CC Sabathia has been a starting pitcher my entire baseball-viewing life, so he has longevity on his side. The first thing any candidate requires is length, and while 300 wins used to be a standard, I would say the better one is at the bare minimum one must have 15 years played and/or at least 2500 innings. Sabathia has both of those.
The other qualification is playing better than those of your time. Comparing across eras is incredibly tricky, but my argument forthcoming is essentially that pitchers in the post-steroids, post-bullpen specialization era are not going to rack up counting stats anymore, and their longevity isn’t going to be the same. If anything, Sabathia might be the swan song of that era.
Sabathia, for the most part, was a horse: he averaged 32 starts and 213 innings a year from 2001 to 2013; and, he was unsurprisingly better than most of his peers. Here is where he ranked for starters from 2001 to the present:
- Innings pitched: 1st
- fWAR: 1st
- RA9-WAR: 2nd
- ERA-: 28th
- FIP-: 26th
This may seem almost underwhelming, and I guess it seems that way when we’re piggy-backed against an era where Pedro Martinez, Greg Maddux, Randy Johnson, and Roger Clemens all existed. There aren’t many inner circle players in our midst, other than Clayton Kershaw.
JAWS generally agrees with this, as Roy Halladay is the highest of those who retired after 2010, up at 42nd. Kershaw is 60th, and Zack Greinke is one place behind. Sabathia himself is the next closest at 70th, then followed by Justin Verlander, Tim Hudson, Johan Santana, and Mark Buehrle—all in the ~60 win territory.
It is very possible that no one of this era hits 100 WAR, and that means that our goalpost might shift. Yet if we live in a time where Mike Mussina has trouble getting in, someone who is actually inner circle, I’m still skeptical that Sabathia gets the look he deserves.

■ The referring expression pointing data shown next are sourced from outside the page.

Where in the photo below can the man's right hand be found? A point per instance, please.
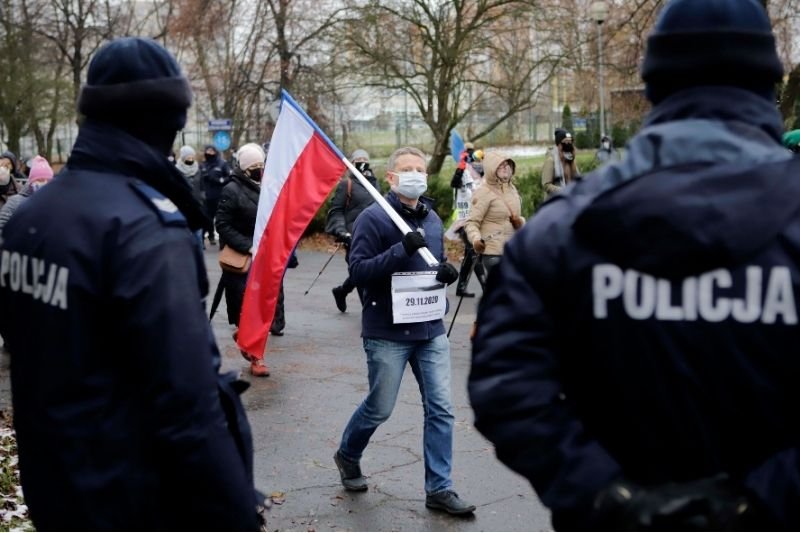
(413, 241)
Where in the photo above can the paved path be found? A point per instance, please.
(318, 379)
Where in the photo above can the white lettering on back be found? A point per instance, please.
(707, 297)
(25, 274)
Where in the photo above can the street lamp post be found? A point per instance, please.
(599, 12)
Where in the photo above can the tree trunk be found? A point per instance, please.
(440, 152)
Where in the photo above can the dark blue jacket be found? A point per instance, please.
(216, 173)
(377, 253)
(644, 323)
(122, 421)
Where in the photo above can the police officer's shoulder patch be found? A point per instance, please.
(167, 211)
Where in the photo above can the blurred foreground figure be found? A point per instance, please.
(636, 354)
(122, 420)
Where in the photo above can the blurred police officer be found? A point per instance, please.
(636, 357)
(121, 418)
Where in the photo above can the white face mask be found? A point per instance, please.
(410, 184)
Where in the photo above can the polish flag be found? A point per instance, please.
(302, 168)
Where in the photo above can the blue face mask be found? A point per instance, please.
(411, 184)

He does have the things voters do like that Mussina never had—the World Series win, the Cy Young award, and a 20-win season. We are going to get to a point, I believe, where starting pitchers’ standing vis-à-vis the Hall of Fame will change in a non-trivial way, where about 60-75 wins is the “new normal,” at risk of entering the world where nearly no starting pitchers get in the Hall as bullpens and increasing stress of starting eats away at the possibility of any of them hitting the necessary thresholds.
Even if attitudes change, Sabathia’s bid could still be sputtered by his now-reclaimed-but-still-mediocre tail-end of his career, about a 95 ERA+ from 2013 to today. He has obviously redeemed himself—a 115 ERA+ in the past two seasons is nothing to scoff at—but I doubt he truly gets the innings to boost his counting stats enough to make a true difference.

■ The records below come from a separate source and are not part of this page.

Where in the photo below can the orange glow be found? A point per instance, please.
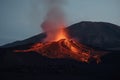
(64, 47)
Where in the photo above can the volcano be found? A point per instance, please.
(89, 38)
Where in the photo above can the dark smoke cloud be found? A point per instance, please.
(54, 19)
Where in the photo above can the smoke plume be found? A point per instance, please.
(54, 21)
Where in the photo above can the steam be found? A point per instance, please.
(54, 20)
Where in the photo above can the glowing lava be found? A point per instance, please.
(64, 47)
(58, 43)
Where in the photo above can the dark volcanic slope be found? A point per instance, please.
(96, 34)
(33, 66)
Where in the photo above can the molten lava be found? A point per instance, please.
(64, 47)
(58, 43)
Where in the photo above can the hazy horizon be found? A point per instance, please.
(21, 19)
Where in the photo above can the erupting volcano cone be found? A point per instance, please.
(63, 47)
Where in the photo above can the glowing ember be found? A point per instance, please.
(64, 47)
(58, 44)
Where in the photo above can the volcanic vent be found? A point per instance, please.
(58, 43)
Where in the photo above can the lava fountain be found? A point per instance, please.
(58, 44)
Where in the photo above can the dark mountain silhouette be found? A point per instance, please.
(97, 34)
(33, 66)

This is a debate a decade away. Attitudes on starters in the Hall might be completely different, and he could look rather favorably against other pitchers of his time. He could also be a Hall of Nearly Great type, just casually perched on the outside. Worse pitchers have gotten the honor, though, and I truly hope he does get it. Watching Sabathia has been something very special over the past nine years in the Bronx, and you can’t take that away. Whatever his status ends up as, that strikeout leaderboard merely puts in perspective how prolific he has been in our time.